Unter der Woche hatte ich verhältnismäßig wenig Stress, da Montag Feiertag war und Donnerstag mein regulär unifreier Tag ist. Dies ermöglichte es mir, mich voll und ganz darauf zu konzentrieren Sportkurse zu belegen. So gehe ich jetzt zum Kickboxen, Volleyball und zweimal die Woche schwimmen. Am Freitagmorgen wurde für uns (damit meine ich mich und die anderen ausländischen Studenten) ein Willkommenstreffen der Uni veranstaltet. Da wir nur insgesamt 3 (eine Brasilianerin, ein Spanier und ich) waren, war das alles sehr persönlich und in einer gemütlich entspannten Runde. Wir bekamen sogar ein kleines Willkommenspaket, darunter auch ein T-Shirt mit dem Uni-Logo. Leute, die gerade aus dem Ausland wiederkamen präsentierten ihre Erlebnisse und berichteten von ihren Erfahrungen. Mir war es dann total peinlich mich in einem Interview vorstellen zu müssen (und das, obwohl ich noch nicht davon in Kenntnis gesetzt wurde, dass das mitsamt Fotos am nächsten Tag in der Zeitung landen würde…). Davor dachte ich mir noch, als ich nichtsahnend den Raum mit der Kamera betrat, dass es total freundlich von Helios (der spanische Austauschstudent) war, dass er von seinem Stuhl aufsprang und ihn mir anbot. Misstrauisch wurde ich erst, als er die Beine in die Hand nahm und blitzschnell aus dem Raum verschwand, um mich dem Schicksal zu überlassen, das ihn sonst ereilt hätte.
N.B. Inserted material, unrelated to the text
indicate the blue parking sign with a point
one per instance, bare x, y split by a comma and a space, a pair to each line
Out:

Am See Pelligrini - Cinco Saltos

Meine Suche nach neuen Freunden war auch nicht erfolglos, denn ich habe dieses Wochenende viel mit neuen Leuten gemacht. Ein Kommilitone lud mich zum Haus am See „Pelligrini“ ein, wo wir die eindrucksvolle Landschaft zu Fuß erkundeten. Der See erinnerte mich ziemlich an die Ostsee (wobei ich mir nicht ganz sicher bin, ob es der See an sich war, oder die kühlen Temperaturen) und ich fühlte mich wie zu Hause.


Was mich jedoch erschütterte, waren die Müllberge, die auf der Strecke zum Fluss in mein Blickfeld traten. Wie kann es sein, dass Leute mit ihren Autos in die Steppe fahren und unkontrolliert ihren Müll abladen? Es ist eine Schande, dass die Regierung nichts dagegen unternimmt. Immer mehr ärgert es mich, wie die Menschen die Natur zerstören: Zum einen das Fracking, zum anderen das Müllproblem… Doch ist das nicht das einzige, was nicht ordentlich funktioniert.
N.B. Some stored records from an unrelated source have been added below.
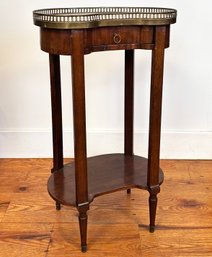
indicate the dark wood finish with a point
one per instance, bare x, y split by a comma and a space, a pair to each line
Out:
78, 89
155, 120
129, 102
106, 174
57, 130
79, 183
56, 41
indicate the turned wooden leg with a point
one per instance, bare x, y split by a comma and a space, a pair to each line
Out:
83, 220
155, 121
129, 104
129, 191
153, 206
79, 114
54, 63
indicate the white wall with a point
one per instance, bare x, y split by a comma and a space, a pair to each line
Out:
25, 118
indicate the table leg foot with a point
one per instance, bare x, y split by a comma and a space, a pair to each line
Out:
84, 248
58, 206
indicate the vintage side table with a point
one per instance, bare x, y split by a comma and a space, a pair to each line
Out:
80, 31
Als wir durch die Bardas (so nennt sich die Hügellandschaft, die sich in der Nähe meines Hauses befindet) schlenderten und uns unterhielten, begleitete uns ein herrenloser Hund, den ich am liebsten adoptiert hätte, aber leider darf ich keine Haustiere halten. Ein interessantes Gespräch informierte mich über die Zustände in Gefängnissen und Arbeit bei der Polizei, was hier anscheinend ein Beruf ist, bei dem man ziemlich gut verdient. Ich erfuhr, dass es nicht nur in Buenos Aires extra Abteile in Gefängnissen für Schwule gibt; dass sich einige Insassen versuchen umzubringen, indem sie ihre Matratze in Brand stecken und die Aufseher trotz versuchter Rettung selbst im Gefängnis landen; dass über nicht bestandene Aufnahmetests kulant hinweggesehen wird, wenn man genug Kontakte hat und und und…
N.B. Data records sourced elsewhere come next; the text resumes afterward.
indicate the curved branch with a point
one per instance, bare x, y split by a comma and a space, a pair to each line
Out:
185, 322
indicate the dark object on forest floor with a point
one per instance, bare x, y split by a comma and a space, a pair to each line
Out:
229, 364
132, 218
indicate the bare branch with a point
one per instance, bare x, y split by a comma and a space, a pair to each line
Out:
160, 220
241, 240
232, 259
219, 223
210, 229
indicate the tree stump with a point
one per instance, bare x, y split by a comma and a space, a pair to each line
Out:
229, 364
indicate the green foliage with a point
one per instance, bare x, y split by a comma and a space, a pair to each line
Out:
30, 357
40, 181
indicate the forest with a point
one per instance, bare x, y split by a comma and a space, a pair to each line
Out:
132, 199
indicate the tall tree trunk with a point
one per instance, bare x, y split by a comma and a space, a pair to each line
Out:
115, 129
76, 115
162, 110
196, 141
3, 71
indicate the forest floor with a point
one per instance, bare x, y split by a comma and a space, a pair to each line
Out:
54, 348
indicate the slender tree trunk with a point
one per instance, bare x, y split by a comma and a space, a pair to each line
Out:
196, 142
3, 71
Am Nachmittag wollte ich zusammen mit Jessica, der brasilianischen Austauschstudentin und ihren Freunden an den Fluss gehen und Mate trinken. Nachdem wir am Fluss entlang spazierten und uns niederließen, stellten wir fest, dass wir das Trinkröhrchen und den Becher vergessen hatten, sodass wir das Mate-Trinken in ihr Haus verschoben. Da gab es dann sogar Facturas (Blätterteiggebäck) und verbrachten den Abend bei ihr. Mein Repertoire an spanischen und portugiesischen Liedern steigt stetig an. Jessica lehrte uns sogar Samba zu tanzen, bzw. versuchte sie es. 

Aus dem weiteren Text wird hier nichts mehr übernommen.